If you're making money with the goal of being financially independent you're done when you have X so you can and should stop. Where does Y come from?

Comment author: Viliam_Bur 28 October 2014 12:28:00AM 1 point [-]

I don't agree with the "should stop" part.

Until you reach X, you work because you have to. To some degree you are motivated by fear. You probably take jobs you wouldn't take if you were born in a billionaire family.

After you reach X, the fear motive is gone. But you can still do things for other reasons, for example because they are fun, or because you feel competitive.
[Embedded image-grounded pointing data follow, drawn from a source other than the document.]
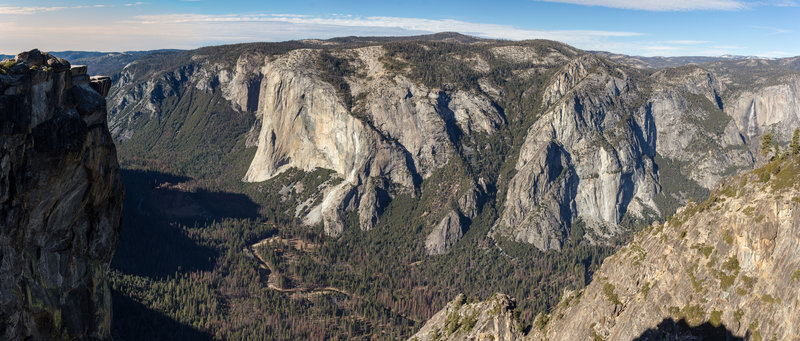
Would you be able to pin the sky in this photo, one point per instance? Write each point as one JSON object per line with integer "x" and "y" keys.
{"x": 644, "y": 27}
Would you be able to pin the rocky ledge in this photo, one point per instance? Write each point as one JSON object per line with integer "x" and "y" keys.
{"x": 60, "y": 201}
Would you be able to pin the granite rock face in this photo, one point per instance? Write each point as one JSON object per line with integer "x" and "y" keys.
{"x": 730, "y": 262}
{"x": 60, "y": 203}
{"x": 487, "y": 320}
{"x": 588, "y": 157}
{"x": 601, "y": 142}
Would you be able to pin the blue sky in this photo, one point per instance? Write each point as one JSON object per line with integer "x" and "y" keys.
{"x": 649, "y": 28}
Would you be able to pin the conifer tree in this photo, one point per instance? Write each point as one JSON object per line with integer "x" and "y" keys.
{"x": 794, "y": 147}
{"x": 766, "y": 144}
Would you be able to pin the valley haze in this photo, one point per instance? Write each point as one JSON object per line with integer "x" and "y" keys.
{"x": 515, "y": 170}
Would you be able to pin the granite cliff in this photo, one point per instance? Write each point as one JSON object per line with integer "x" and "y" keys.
{"x": 723, "y": 269}
{"x": 60, "y": 201}
{"x": 551, "y": 135}
{"x": 726, "y": 265}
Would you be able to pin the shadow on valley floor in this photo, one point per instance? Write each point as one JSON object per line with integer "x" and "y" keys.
{"x": 156, "y": 207}
{"x": 669, "y": 329}
{"x": 134, "y": 321}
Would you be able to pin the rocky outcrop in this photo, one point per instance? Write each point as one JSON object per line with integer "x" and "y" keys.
{"x": 587, "y": 158}
{"x": 444, "y": 235}
{"x": 728, "y": 264}
{"x": 60, "y": 202}
{"x": 402, "y": 132}
{"x": 601, "y": 142}
{"x": 487, "y": 320}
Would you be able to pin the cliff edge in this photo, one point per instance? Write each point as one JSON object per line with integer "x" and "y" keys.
{"x": 60, "y": 201}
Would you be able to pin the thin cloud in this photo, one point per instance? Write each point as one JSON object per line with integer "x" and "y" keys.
{"x": 688, "y": 42}
{"x": 31, "y": 10}
{"x": 404, "y": 24}
{"x": 772, "y": 30}
{"x": 660, "y": 5}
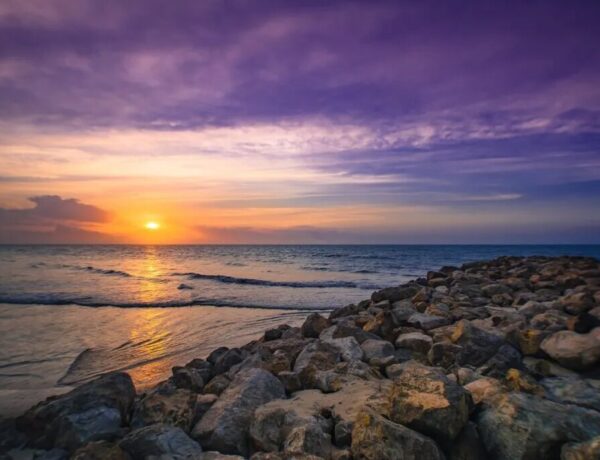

Some of those things may bring you more money.

Comment author: Lumifer 28 October 2014 03:05:09PM 3 points [-]

OK, so maybe you shouldn't stop, but if you're not primarily motivated by making money any more, the likelihood that whatever you do will incidentally bring you noticeably large amounts of money Y is not very high.

Comment author: Viliam_Bur 29 October 2014 04:38:17PM *  1 point [-]

There are different kinds of "motivation by money". Some people are in a situation where if they don't make enough money, their children will starve. Some people already have all they need, and more money is just some kind of "score" to measure how successful they are in their projects; to compete against other people in similar situation.

Some activities bring average money reliably. Some activities have a small chance of huge success, and a big chance of nothing. Not having to make money frees your hands to do the latter kind of activities, without putting your family in danger of starvation. For example, you can spend all your day writing a book, with the goal of becoming famous. If you fail, no problem. If you succeed, you can make a lot of money.

Yes, the probability of such outcome is small, because it is P(doing something like this if you already have enough money) × P(succeeding).

Comment author: Lumifer 29 October 2014 04:51:24PM *  -1 points [-]

Yes, the probability of such outcome is small, because it is P(doing something like this if you already have enough money) × P(succeeding).

So, we agree that the probability is small.

And, actually, it's P(doing something like this if you already have enough money) × P(succeeding) × P(what you like to do has high-variance outcomes and could generate a lot of money). Maybe what you really like is just long walks on the beach :-)

Comment author: Baisius 02 November 2014 08:38:51PM -1 points [-]

You can also be motivated by "Earning to Give", or something to the same effect. That was largely the point of my thread.